1945 : le régime général de sécurité sociale, par répartition, est mis en place pour le secteur privé. Les actifs cotisent et versent aux retraités sous forme de pension, dont le niveau résulte d’une décision politique. Avant 1945, des régimes « spéciaux » offraient une meilleure protection. Ils sont conservés, dans l’attente d’être rattrapés par le régime général qui devait être amélioré…
1962 : mise en place d’un régime complémentaire qui améliore la pension. ARRCO et AGIRC, obligatoires en 1972, versent 54 milliards d’€ par an (en plus des 76 du régime de base)
1972 : minimum de pension, garanti au salarié ayant cotisé 37,5 ans
1983 : retraite à 60 ans pour tou(te)s. A cette époque, le nombre de cotisants (en millions) s’élève à 16,6 pour le privé, 2,3 non salariés, 4,3 fonction publique et 0,5 régimes spéciaux.
La part des retraites dans le PIB ne cesse d’augmenter : 5,4% en 1959, 7,3% en 1970, 11,7% en 2000 et 12,1% en 2007.
… puis la régression sociale des retraites depuis 1993
Le Medef veut « détricoter » les acquis de 1945, le programme du Conseil National de la Résistance qui a mis en place une efficace protection sociale échappant aux profits et organisant des solidarités. Il s’y emploie avec l’appui du gouvernement. Plusieurs contre-réformes remettent en cause le système par répartition en le fragilisant. Elles ont été imposées l’une après l’autre, en visant à chaque fois une partie seulement des salariés afin de diviser pour régner, d’éviter une réaction d’ensemble.
1993 : le privé avec les mesures Balladur.
- la pension est calculée sur les salaires des 25 meilleures années et non des 10 meilleures. Dans les 15 années supplémentaires figurent des années plus mauvaises tirant la pension vers le bas. Même dans le cas d’une carrière étale, la pension baisse car le salaire touché quelques dizaines d’années auparavant vaut moins puisque revalorisé seulement sur la base des prix, et non plus sur les salaires (mesure mise en place dans les faits depuis 1987).
- passage de 37,5 ans à 40 ans de la durée de cotisation pour une retraite à taux plein (50 % du salaire annuel moyen) entre 60 et 65 ans. Il faut 40 ans de cotisation pour continuer à partir avec 50% du salaire. Partir à 37,5 ans ne permet de toucher que 46,87%, soit une perte de 6,25%.
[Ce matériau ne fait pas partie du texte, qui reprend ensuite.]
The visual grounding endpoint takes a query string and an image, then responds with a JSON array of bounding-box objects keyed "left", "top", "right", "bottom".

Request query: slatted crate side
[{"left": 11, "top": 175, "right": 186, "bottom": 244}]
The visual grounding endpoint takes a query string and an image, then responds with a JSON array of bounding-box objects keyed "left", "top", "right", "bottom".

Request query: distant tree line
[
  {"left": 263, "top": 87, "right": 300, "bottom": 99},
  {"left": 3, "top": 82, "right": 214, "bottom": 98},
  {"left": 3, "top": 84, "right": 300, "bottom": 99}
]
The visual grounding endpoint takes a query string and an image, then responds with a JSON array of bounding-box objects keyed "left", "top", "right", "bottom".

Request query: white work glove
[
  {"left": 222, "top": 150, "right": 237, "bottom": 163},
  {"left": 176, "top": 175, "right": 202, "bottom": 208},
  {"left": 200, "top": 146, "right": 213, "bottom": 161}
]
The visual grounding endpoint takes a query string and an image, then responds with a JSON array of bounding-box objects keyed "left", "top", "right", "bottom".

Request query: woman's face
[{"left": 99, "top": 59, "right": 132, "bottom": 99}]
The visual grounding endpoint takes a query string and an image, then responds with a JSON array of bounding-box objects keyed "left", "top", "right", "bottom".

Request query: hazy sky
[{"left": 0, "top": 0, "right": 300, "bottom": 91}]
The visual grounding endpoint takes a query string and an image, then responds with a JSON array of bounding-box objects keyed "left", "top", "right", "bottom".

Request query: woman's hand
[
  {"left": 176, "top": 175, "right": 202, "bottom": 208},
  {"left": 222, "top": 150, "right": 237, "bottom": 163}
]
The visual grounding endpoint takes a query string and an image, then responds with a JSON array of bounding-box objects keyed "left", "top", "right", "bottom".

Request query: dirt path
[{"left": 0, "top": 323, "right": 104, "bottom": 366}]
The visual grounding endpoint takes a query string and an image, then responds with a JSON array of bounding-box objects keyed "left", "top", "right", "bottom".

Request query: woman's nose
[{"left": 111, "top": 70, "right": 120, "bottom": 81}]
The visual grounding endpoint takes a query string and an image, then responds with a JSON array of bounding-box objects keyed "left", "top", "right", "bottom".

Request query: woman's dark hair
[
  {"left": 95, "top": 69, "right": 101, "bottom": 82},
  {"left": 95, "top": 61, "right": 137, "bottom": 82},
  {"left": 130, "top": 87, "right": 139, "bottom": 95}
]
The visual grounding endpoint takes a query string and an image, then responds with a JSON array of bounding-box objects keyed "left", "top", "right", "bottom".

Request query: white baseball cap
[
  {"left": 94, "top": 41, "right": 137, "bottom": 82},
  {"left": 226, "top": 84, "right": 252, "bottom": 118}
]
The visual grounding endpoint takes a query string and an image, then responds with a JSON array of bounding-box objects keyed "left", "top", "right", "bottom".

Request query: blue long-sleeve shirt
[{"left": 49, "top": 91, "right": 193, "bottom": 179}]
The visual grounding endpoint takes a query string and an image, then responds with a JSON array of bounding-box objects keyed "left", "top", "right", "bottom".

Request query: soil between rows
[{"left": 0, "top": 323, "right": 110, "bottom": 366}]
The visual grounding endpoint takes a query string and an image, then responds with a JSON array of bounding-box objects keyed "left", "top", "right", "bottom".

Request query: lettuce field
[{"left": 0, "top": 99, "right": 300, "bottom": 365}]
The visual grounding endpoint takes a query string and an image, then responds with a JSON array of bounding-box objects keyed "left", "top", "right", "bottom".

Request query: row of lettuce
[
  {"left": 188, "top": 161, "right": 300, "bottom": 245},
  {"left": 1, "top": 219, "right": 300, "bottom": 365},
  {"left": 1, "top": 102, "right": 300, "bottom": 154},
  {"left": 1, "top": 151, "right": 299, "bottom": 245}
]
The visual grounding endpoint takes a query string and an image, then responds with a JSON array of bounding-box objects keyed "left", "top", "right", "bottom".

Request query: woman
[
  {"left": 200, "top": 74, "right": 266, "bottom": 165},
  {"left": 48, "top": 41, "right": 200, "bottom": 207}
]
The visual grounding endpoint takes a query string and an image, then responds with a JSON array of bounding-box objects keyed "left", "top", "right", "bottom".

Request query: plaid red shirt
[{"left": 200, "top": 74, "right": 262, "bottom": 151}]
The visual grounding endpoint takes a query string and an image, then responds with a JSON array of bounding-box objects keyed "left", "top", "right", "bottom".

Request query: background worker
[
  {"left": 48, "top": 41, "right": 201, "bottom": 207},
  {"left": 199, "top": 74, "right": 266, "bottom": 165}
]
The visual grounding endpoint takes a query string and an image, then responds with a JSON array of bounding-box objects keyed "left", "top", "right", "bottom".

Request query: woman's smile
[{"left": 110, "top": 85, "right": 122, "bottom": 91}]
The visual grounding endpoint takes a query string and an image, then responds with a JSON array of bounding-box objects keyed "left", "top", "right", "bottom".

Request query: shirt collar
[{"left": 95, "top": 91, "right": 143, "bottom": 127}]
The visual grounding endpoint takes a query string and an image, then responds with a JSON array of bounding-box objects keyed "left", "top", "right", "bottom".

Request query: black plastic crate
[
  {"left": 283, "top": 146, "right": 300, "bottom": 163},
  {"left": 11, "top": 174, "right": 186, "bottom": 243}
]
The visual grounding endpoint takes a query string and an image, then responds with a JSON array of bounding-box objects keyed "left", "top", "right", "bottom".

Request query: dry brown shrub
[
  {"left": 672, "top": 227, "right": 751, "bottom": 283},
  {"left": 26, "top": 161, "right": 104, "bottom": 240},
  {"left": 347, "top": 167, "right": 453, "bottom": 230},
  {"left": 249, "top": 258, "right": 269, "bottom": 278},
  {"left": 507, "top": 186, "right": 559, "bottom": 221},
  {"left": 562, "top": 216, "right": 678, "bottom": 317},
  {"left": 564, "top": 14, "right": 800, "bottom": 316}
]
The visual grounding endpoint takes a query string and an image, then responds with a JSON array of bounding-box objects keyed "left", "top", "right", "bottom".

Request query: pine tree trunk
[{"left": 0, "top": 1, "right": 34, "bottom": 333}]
- indexation des pensions sur les prix et non plus sur les salaires. Cette mesure ne touche pas tout de suite le jeune retraité, mais il ne profite plus d’une solidarité entre pension et salaire. Petit à petit, sa pension perd du pouvoir d’achat qui se cumule avec le temps et s’élève à 20% sur 20 ans.
- décote de 10% par année manquante. De façon transitoire, jusqu’en 2003, la durée d’assurance pour une carrière complète reste fixée à 37,5 ans qui reste le seuil pour calculer le nombre d’années manquantes dont chacune coûte 10% de la pension ! En 2003, la décote sera ramenée à 5%, mais s’appliquera aux années manquantes pour arriver à 40 ans de cotisation.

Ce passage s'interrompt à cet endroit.